A Very Brief History of Metalwork

The ability to fashion metal into tools and ornaments played a fundamental role in the development of human civilization. Here are a few of the breakthroughs that were made by ancient cultures.

•The first metals to be used by man were copper, gold and meteoric iron (iron that could be extracted from meteorites).

•The first tools were made of copper, which was being used by about 9000 BC.

•A copper pendant found in Iraq has been dated to 8700 BC.

•Stone Age man was as fascinated by gold and silver as we are today, and had learned to shape these metals into jewellery by 6600 BC.

•Copper was initially used in its native form. However, copper smelting was discovered independently in China and Europe in approximately 3500–3000 BC.

•Ötzi the Iceman (found in the European Alps), who died in about 3200 BC, had traces of arsenic in his hair and a high-grade copper axe, which suggests that he worked in copper smelting.

•Tin mining developed from 3000 BC onwards. The oldest tin-mining area that has been identified is Erzgebirge, on the border of Germany and the Czech Republic.

•The Bronze Age began in about 2300 BC, when people discovered the art of metallurgy (mixing two metals together to create a stronger one). Bronze is made by mixing copper and tin.

•By the third millennium BC, palaces in the Mesopotamian civilization displayed hundreds of kilograms of finely worked copper and gold, and they were also using bronze for weapons.

•Gold was being worked with precision in Peru in South America by 2000 BC, and in 1400–1000 BC craftsmen in the Olmec civilization were able to polish iron to the point where it could be used as a mirror.

•The ancient Egyptians of the same period used the old technique of fire-setting (heating rock with flames in order to be able to shatter it), as well as mines, to extract large quantities of gold.

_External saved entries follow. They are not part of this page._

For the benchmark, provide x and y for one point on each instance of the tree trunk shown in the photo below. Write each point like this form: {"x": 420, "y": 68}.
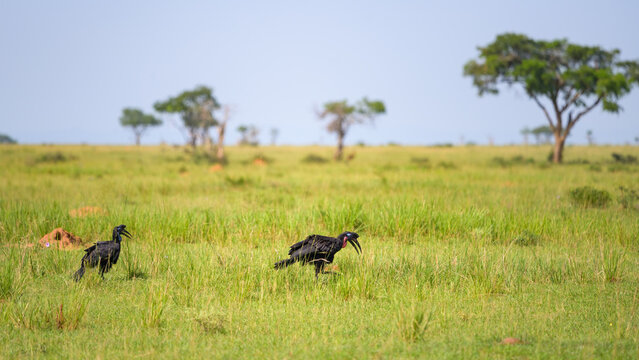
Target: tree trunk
{"x": 340, "y": 146}
{"x": 558, "y": 149}
{"x": 193, "y": 140}
{"x": 220, "y": 141}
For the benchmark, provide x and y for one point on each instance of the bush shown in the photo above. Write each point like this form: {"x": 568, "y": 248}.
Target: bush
{"x": 624, "y": 159}
{"x": 515, "y": 160}
{"x": 314, "y": 159}
{"x": 587, "y": 196}
{"x": 526, "y": 238}
{"x": 628, "y": 198}
{"x": 53, "y": 157}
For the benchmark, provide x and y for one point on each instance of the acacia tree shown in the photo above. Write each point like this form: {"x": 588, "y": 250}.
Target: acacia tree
{"x": 221, "y": 130}
{"x": 342, "y": 116}
{"x": 542, "y": 134}
{"x": 565, "y": 80}
{"x": 195, "y": 107}
{"x": 138, "y": 121}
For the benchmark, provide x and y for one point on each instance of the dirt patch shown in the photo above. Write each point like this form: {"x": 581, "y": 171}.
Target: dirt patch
{"x": 60, "y": 239}
{"x": 512, "y": 341}
{"x": 216, "y": 168}
{"x": 87, "y": 211}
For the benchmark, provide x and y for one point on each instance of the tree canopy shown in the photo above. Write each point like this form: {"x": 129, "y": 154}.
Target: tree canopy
{"x": 565, "y": 80}
{"x": 138, "y": 121}
{"x": 6, "y": 139}
{"x": 195, "y": 107}
{"x": 343, "y": 115}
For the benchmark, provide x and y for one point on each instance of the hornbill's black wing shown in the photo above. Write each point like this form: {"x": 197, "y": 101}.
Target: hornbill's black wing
{"x": 313, "y": 246}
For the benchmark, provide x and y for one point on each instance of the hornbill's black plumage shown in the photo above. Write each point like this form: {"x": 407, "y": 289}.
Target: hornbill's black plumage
{"x": 319, "y": 250}
{"x": 103, "y": 253}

•The art of metallurgy did not reach South America until the Middle Ages, but once it did, the Aztec, Inca and Mayan civilizations developed highly sophisticated ways to use alloys and gilding techniques.

•The ancient Greeks were the first to use bronze casting.

•While cast iron and wrought iron had been in use for millennia, the Iron Age, which started in about 1200–800 BC, was characterized by large-scale production of steel, a reinforced form of iron.

•A technique for making steel was discovered independently in the Tanzania region 2,000 years ago. The Hayan people used open-air furnaces of mud and grass to provide the carbon that is needed to transform iron into steel.